Dari  pihak Afghanistan sendiri dalam hal ini Presiden Ashraf Ghani menyambut dengan hangat dan suatu kehormatan yang besar. Suatu kunjungan yang cukup berarti dari negara sahabat (Indonesia) yang berkenan hadir di negara yang masih dilanda konflik bersenjata. Ada kepercayaan diri tersendiri bahwa dalam situasi "berkecamuk" masih bisa  melayani dengan baik dan aman kepada kunjungan tamu, walaupun hanya singkat selama 6 jam.
Bentuk kehormatan bagi Indonesia  diperlihatkan juga dengan Jokowi yang menjadi iman, saat sholat  berjamaah yang presiden Afganistan sebagai makmumnya. Jika mengikuti  kebiasaan, biasanya pihak tuan rumahlah yang menjadi imam. Mempersilakan  tamu sebagai imam tentu mempunyai pertimbangan sendiri yang dianggap lebih layak.
Keberanian dan kehadiran Jokowi ini banyak menuai pujian di dalam negeri. Para pendukungnya pun mengelu-elukan dengan mengapresiasinya di media sosial.

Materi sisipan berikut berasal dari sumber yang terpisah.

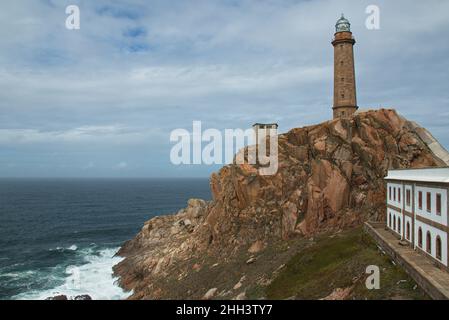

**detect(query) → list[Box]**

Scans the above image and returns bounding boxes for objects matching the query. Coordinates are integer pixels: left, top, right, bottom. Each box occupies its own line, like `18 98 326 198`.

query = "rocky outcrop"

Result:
115 109 444 299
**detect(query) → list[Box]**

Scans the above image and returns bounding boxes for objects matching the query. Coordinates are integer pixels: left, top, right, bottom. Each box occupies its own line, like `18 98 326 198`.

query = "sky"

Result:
0 0 449 177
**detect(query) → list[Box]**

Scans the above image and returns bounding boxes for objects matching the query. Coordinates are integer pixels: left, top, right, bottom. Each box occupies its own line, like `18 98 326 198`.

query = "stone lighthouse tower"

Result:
332 15 358 119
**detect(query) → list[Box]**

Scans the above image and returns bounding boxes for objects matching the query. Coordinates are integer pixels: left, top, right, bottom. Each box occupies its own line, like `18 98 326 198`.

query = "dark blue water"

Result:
0 179 211 299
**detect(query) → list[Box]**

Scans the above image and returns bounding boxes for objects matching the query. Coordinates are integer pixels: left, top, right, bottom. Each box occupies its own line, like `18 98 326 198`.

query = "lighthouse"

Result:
332 14 358 119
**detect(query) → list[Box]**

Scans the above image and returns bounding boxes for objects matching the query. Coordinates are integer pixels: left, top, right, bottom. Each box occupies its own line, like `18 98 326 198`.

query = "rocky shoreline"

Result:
114 109 445 299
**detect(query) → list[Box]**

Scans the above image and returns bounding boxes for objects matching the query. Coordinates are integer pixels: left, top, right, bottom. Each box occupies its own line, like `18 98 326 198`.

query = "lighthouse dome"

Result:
335 14 351 32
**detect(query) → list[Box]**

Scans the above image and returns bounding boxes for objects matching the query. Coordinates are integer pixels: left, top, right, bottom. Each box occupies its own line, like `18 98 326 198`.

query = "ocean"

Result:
0 179 211 299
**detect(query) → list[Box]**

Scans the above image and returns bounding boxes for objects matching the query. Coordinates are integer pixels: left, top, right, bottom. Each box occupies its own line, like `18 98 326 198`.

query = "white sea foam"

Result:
50 244 78 251
14 248 130 300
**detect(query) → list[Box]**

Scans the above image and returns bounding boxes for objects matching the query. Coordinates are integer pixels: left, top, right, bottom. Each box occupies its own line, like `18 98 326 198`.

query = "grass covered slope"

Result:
265 228 429 299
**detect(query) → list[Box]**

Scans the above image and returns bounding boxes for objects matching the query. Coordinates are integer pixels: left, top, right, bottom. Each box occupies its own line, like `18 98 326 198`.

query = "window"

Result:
405 222 410 240
435 236 441 260
437 193 441 216
418 191 422 210
418 228 422 248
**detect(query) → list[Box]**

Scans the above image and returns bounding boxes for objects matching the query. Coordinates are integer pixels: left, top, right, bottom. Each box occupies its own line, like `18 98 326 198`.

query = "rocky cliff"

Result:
115 109 445 299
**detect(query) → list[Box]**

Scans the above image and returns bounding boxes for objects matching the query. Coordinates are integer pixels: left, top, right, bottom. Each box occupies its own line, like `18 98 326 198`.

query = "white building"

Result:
385 167 449 268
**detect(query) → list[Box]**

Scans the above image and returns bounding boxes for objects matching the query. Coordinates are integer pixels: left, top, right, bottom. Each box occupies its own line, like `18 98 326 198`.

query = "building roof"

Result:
385 167 449 183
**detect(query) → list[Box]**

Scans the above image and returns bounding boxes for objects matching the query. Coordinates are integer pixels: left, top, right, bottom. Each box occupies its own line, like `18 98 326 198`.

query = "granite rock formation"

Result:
114 109 445 299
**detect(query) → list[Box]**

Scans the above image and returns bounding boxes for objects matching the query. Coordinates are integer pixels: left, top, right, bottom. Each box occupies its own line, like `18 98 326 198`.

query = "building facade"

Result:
332 15 358 119
385 167 449 270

Tidak itu saja  dari pihak "oposisi" pun ikut memujinya, seperti yang diutarakan  politikus dari PKS sekaligus wakil ketua MPR Hidayat Nur Wahid sebagai kunjungan yang luar biasa.  Dan memang tidak ada celah untuk mencela kehadiran Jokowi di  Afghanistan itu, yang salah satu tujuan kedatangannya adalah mewujudkan  perdamaian.
Mengenang kembali kunjungan Soeharto ke Bosnia
Jika Jokowi dianggap berani dan bernyali datang di Afghanistan, tentu kita  tidak boleh melupakan keberanian yang dilakukan presiden ke-2, Soeharto.  Seperti yang diceritakan Sjafrie Sjamsoeddin yang saat itu sebagai  Komandan group A Paspampres tahun 1995 dalam buku "Pak Harto The Untold  Stories" terbitan Gramedia.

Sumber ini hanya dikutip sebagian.